La posibilidad de lo que pudo ser y el miedo a no ser nunca escogida desborda a Circe y le cuesta el exilio. Cuando confiesa, nadie le cree, ni siquiera su padre; sobre todo su padre. No importó cuánto tiempo pasó a los pies de su Sol, ni el maravilloso brillo dorado que veía en sus ojos. Al final, su primer indicio de poder es censurado y percibido como una amenaza. No sé cuándo nos perdemos así, -pensé mientras miraba moverse las hojas del árbol de níspero- pero la tragedia de Circe podría, de alguna manera, servir de pista para poder mirar y no perderse.

Son las 3:20 de la tarde. La luz del sol choca brillante en las escaleras de caracol y, sin darme cuenta, Circe me absorbe. Me encuentro sola, como ella en Eea. En su isla, su alimento es la soledad que la nutre y le permite mirarse de una forma que hasta ahora no había conseguido. Puede ver su sombra y el diálogo con ella misma incrementa.

Atravesar la sombra es un trabajo solitario. Estar sola, ser una mujer sola en una isla desconocida transforma a Circe en más que una ninfa: la transforma en lo que verdaderamente es. Miller la describe casi salvaje, descalza, caminando por los bosques que rodean su casa. Podríamos pensar que la tragedia es eterna y que la soledad mata, pero quizás es lo que necesitamos de cuando en cuando para dejar de ser las ninfas de alguien más. Las hierbas, los jabalíes, su cabello suelto, el fuego siempre encendido, el humo negro saliendo de su chimenea, las horas de estudio, el silencio, escuchar su voz en los pasillos, cantar para ella misma. Todas son acciones que la construyen y le permiten mirar por primera vez hacia su destino.

Ella, que cambia y transforma a otros, es ahora la que cambia y se transforma. No necesita hierbas para eso; lo logra porque se permite ser atravesada por su realidad. Acepta su exilio, aprende a crear en su vacío. No esconde su ira, ni su rencor, ni el miedo que aún siente, ni las preguntas que dan vueltas en su cabeza. Circe nos espeja en humanidad.

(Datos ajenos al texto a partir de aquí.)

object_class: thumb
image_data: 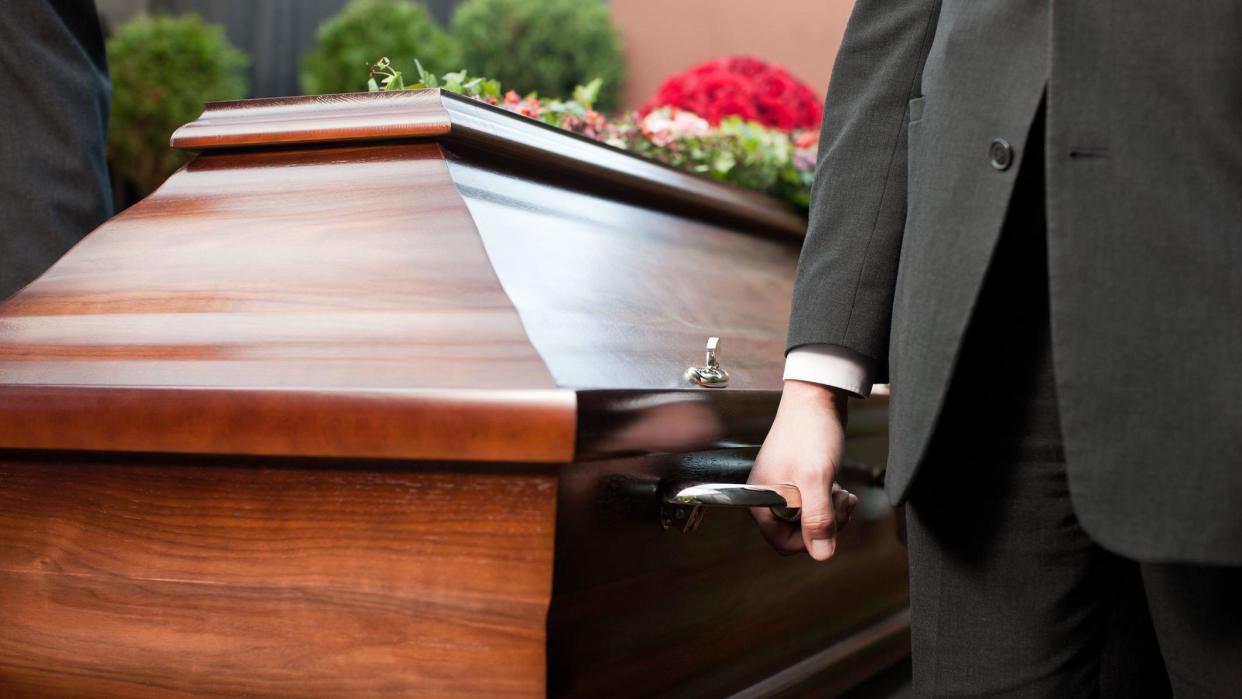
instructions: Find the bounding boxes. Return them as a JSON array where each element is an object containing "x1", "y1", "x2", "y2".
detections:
[{"x1": 798, "y1": 475, "x2": 837, "y2": 561}]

Ella recibe un no y, según la imagen de Miller, lo toma en sus manos y convierte en hechizo metamórfico, aquello que parecía ser su perdición. Hasta el capítulo 11 podemos verla jugar con su herida y el goce que, de muchas formas, encuentra allí. Pero de pronto es, una vez más, puesta a prueba al recibir un mensaje de su hermana, y la curiosidad iracunda la mueve hacia ese encuentro. Cuando lo leo, al día siguiente, tumbada nuevamente en el sillón, me espanto. Porque salir de su lecho solitario implica encontrarse nuevamente con el monstruo que ha dejado atrás, pero que ha continuado deambulando en su pensamiento como un espíritu que se alimenta de la culpa. Su soledad no la protege del pasado, y huir de eso le genera más conflicto que resolución.

Y ahí está ella, de regreso. Aún dudando, aún temiendo, pero de regreso. Yo lo leo como un presagio y me encuentro completamente hechizada, casi transformada por su historia. En las noches, a la luz de la lamparita, sus palabras quedan tatuadas con tinta de tierra que huele a bosque. Miro el reloj: es hora de dormir. Quizás yo también, en mis sueños, pueda transformar el no en un hechizo poderoso que me conduzca a otros sí, que me hagan seguir caminando por los adoquines, a pesar de la ira por no encontrar mis crucigramas.